MATERIALS AND METHODS

Chemicals

Human plasma fibrinogen, Thrombin (EC 3.4.21.5) from bovine (Calbiochem Cat# 605157), Plasmin from human plasma (10 602 361 001) [5U], Plasminogen, Perfect ProteinTM Marker (Novagen, 69149-3) and Prestained Protein Marker, (NEB#P7702) were used. Specific kits for sample extraction and purification were purchased from Promega and Qiagen. Sodium dodecyl sulfate-polyacrylamide gel electrophoresis (SDS-PAGE) set and reagents were bought from Bio-Rad Co. (Richmond, CA, USA). Chromatography column and His® Bind resin were purchased from GE Healthcare. Other fine chemicals and reagents used were of analytical grade.

Bacterial strains and growth conditions

Acinetobacter baumannii TU04 isolated from Tapai Ubi, a traditional cassava-fermented food, was grown at 37 °C, 200rpm for 16 h in basal medium containing 1% (w/v) tryptone, 0.5% (w/v) beef extract, 1% (w/v) NaCl, pH 7.0±0.2 (Accession No: KP204010). Escherichia coli DH5α was used in cloning steps and Lemo21 (DE3), which contains the T7 RNA polymerase gene under the IPTG-inducible lacUV5 promoter, was used for the expression of the enzyme under T7 promoter control. Escherichia coli strains were cultured in Luria-Bertani (LB) medium supplemented with ampicillin of 100 µg/ml at 37 °C when necessary.

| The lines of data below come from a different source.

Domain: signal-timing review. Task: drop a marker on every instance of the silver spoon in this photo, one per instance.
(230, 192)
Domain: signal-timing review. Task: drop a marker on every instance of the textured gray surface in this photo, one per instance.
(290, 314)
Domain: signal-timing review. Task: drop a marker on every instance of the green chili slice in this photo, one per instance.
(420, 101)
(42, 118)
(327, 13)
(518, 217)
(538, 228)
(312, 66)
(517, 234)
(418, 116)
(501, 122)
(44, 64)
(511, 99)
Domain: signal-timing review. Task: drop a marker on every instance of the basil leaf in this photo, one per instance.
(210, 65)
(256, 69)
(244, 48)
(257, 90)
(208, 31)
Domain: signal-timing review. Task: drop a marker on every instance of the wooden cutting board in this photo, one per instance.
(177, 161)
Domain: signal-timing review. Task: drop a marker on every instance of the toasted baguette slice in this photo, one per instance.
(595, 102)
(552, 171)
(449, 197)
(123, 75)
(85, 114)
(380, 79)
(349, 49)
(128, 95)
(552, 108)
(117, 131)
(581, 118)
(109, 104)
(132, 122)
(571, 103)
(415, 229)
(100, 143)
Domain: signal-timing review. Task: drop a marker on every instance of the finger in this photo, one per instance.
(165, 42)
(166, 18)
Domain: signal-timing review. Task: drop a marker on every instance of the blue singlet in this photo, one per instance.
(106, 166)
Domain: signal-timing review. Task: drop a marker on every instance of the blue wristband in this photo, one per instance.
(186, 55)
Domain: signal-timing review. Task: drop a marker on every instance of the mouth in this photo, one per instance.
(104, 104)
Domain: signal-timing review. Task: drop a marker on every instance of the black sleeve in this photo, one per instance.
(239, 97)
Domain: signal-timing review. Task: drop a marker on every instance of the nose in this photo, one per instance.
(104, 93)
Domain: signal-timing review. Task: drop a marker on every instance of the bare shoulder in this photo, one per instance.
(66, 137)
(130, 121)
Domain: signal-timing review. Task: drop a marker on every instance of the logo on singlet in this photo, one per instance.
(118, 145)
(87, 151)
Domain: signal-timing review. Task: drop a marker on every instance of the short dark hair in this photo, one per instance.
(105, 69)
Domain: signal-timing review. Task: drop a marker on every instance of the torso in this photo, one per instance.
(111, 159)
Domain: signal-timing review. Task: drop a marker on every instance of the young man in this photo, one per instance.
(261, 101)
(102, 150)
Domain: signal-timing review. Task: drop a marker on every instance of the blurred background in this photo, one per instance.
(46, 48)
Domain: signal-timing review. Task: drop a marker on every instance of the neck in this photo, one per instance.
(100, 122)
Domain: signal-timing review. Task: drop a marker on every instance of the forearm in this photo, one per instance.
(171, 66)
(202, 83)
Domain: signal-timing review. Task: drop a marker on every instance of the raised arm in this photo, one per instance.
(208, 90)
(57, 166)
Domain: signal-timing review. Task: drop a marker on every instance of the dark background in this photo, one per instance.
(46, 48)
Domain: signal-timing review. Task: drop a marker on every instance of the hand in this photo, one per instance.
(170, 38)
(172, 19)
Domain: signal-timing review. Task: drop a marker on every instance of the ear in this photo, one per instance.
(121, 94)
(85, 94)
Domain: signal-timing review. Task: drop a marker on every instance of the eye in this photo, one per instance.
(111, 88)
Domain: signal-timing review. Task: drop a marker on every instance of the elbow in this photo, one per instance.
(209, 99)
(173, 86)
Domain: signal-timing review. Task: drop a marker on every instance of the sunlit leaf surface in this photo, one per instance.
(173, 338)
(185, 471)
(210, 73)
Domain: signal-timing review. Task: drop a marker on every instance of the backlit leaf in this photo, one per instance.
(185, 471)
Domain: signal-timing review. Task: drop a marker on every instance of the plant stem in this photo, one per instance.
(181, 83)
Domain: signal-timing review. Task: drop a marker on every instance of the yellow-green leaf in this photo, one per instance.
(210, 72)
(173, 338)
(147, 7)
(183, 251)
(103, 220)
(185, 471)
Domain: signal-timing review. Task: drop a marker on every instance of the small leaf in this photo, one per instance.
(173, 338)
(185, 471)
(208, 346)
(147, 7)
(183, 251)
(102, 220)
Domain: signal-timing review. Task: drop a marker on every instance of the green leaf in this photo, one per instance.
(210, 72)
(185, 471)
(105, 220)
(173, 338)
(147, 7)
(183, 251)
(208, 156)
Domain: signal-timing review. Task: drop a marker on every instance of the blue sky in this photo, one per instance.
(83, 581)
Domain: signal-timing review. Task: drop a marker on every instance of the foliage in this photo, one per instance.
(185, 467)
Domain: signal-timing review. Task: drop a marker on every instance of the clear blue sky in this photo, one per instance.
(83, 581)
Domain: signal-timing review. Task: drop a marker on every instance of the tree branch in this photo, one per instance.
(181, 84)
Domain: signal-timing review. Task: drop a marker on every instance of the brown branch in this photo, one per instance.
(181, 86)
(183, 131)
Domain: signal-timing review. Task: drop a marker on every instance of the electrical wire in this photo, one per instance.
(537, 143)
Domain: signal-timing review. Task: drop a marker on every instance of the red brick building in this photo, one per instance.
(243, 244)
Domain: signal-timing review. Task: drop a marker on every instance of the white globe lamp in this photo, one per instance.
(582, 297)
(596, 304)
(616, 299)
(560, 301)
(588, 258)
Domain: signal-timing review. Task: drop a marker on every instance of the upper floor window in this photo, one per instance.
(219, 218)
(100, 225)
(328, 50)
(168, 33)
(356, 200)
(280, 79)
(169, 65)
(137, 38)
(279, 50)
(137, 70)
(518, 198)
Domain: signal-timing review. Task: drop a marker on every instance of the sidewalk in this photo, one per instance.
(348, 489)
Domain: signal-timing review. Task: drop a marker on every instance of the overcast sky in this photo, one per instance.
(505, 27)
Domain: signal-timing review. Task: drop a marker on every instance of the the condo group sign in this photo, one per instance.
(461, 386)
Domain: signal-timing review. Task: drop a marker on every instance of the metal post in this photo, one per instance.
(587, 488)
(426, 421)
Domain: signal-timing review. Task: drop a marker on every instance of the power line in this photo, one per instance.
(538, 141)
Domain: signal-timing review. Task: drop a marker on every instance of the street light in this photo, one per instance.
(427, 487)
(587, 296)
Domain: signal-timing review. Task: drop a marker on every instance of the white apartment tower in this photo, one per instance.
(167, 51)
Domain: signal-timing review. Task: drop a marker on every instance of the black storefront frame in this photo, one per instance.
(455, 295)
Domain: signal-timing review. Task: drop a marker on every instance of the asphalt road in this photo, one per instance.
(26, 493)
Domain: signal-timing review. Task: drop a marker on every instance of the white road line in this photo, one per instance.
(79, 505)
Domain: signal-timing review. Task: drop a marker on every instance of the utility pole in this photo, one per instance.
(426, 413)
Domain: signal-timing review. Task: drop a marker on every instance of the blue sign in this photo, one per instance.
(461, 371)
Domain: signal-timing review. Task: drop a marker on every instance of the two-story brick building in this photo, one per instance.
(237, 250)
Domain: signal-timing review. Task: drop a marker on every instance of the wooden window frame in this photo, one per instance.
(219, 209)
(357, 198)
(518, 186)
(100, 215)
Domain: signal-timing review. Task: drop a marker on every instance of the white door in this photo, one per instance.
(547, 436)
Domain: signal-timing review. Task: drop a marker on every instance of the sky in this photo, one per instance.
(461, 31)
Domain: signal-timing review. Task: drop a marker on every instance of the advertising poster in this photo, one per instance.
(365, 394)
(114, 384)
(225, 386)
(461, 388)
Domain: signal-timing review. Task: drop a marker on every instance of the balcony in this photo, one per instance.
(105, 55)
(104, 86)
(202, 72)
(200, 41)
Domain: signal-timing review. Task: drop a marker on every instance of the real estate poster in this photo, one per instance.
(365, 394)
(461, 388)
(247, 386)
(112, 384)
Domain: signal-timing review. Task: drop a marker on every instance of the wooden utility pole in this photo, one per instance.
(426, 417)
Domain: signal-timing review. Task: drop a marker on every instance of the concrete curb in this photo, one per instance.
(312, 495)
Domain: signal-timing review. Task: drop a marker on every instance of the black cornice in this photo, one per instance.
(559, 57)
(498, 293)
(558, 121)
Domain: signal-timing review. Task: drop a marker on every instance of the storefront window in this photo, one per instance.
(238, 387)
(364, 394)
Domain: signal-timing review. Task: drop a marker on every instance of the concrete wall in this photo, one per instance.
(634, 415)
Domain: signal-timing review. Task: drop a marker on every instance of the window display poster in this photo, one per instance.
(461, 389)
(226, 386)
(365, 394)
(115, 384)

Construction of protease cloning and expression system

Genomic DNA of Acinetobacter Baumannii TU04 was isolated by the procedure as described Sambrook (1989) [21]. Two degenerate oligonucleotide primers were synthesized to amplify DNA fragments encoding the subtilisin-like serine protease gene: forward primer, AsLfEco R1: 5’ GCC GCA GAA TTC ATG ACA AGG ATA ATC GTA GCA TCC 3’ (with Eco R1 restriction site as underlined) and reverse primer, AsLrXho 1: 5’ CTG GCT TCT CGA GCT AAA CAA CTG GGT AAG TCT GAT 3’ (with Xho 1 restriction site shown as underlined). These primers were synthesized based on sequences of the conserved regions of previously cloned fibrinolytic proteases of Bacillus, collected from GenBank. The PCR mixture was prepared in a total volume of 50 µl containing 5U FirePol DNA polymerase, 10X buffer B, 25 mM MgCl2, 20 mM dNTP mix, 10 µM forward and reverse primer each and approximately 3-5ng of genomic DNA of Acinetobacter baumannii as the template. The PCR product of about ~2.2 kb was gel extracted, and its nucleotide sequence was determined.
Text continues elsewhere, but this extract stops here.